You should use --local-deps=link if and only if you will not run multiple builds of different versions of the same monorepo in a way that makes npm use the same directory for global packages. The problem with npm link is that effectively installs the linked package globally before creating a local link. So suppose you have a single machine in which you run a build B1 that checked out the version tag v1.5.3 of your monorepo and a build B2 that checked out the dev branch of your monorepo. And suppose two local package, P1 and P2, with P2 dependent on P1. If both builds share the same set of global packages, then when P2 is built, it will link to the version of P1 that was last built, which is indeterminate because the builds are parallel.

Parallelism

By default, monist reads the package.json files for all packages in ./packages/ and checks dependencies among these packages. When it runs commands on all packages (e.g. when using monist npm or monist run), it runs first the commands for those packages that depend on nothing, then the commands on those packages that depend on the packages already processed, etc. So by the time monist gets to package X, it has run the commands on all the packages that X depends on, directly, or transitively.

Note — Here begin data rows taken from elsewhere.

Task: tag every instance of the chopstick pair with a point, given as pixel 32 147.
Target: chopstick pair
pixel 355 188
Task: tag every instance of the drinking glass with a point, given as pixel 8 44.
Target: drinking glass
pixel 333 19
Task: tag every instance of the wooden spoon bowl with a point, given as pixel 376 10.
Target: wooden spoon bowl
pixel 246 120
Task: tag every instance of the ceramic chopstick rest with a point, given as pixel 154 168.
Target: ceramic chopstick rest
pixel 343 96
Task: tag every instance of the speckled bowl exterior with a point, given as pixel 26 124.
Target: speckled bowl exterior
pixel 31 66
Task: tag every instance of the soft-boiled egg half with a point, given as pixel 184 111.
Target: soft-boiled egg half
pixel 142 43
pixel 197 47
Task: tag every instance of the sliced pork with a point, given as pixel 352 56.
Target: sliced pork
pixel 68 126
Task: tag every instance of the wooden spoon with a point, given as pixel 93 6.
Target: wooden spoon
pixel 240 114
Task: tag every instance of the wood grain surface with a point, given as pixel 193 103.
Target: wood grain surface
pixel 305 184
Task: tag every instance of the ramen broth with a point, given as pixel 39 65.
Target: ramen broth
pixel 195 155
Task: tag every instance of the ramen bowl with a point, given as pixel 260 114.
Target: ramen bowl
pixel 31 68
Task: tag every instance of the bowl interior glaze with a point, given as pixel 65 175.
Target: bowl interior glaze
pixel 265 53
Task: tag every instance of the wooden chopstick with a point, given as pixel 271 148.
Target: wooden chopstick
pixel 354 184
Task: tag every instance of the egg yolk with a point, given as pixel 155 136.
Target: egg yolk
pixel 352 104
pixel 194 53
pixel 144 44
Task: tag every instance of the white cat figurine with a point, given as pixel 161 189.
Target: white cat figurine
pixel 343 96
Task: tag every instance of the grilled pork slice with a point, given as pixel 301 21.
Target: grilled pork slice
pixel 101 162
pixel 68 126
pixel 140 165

For instance, suppose the local packages A, B and C. And suppose that A depends on B and C but B and C do not depend on any other local package. Any monist command that operates on all packages will order execution like this:

  1. Run in parallel the commands for B and C.
  2. Run the commands for A.

Issues With Parallelism

Not all commands can be issued in parallel. Examples:

  • Some git commands. If you search on the internet you'll find discussions mentioning that it is safe to run git commands in parallel. What this means is that if you run two commands in parallel, you will not corrupt your repository. However, git may cause one of the commands issued in parallel to fail in order to prevent corruption. If you run monist run-all some-script and the script fails because a git subcommand failed, that's probably not the outcome you were looking for.

  • Some npm commands. For instance, if you run more than one npm link [some package] in parallel in the packages of a monorepo, one of the commands may fail due to a race condition on creation of the global package that npm link creates.

Monist cannot by itself detect commands that should not be run in parallel. If you run into issues like those above, you may need to issue use the --serial option.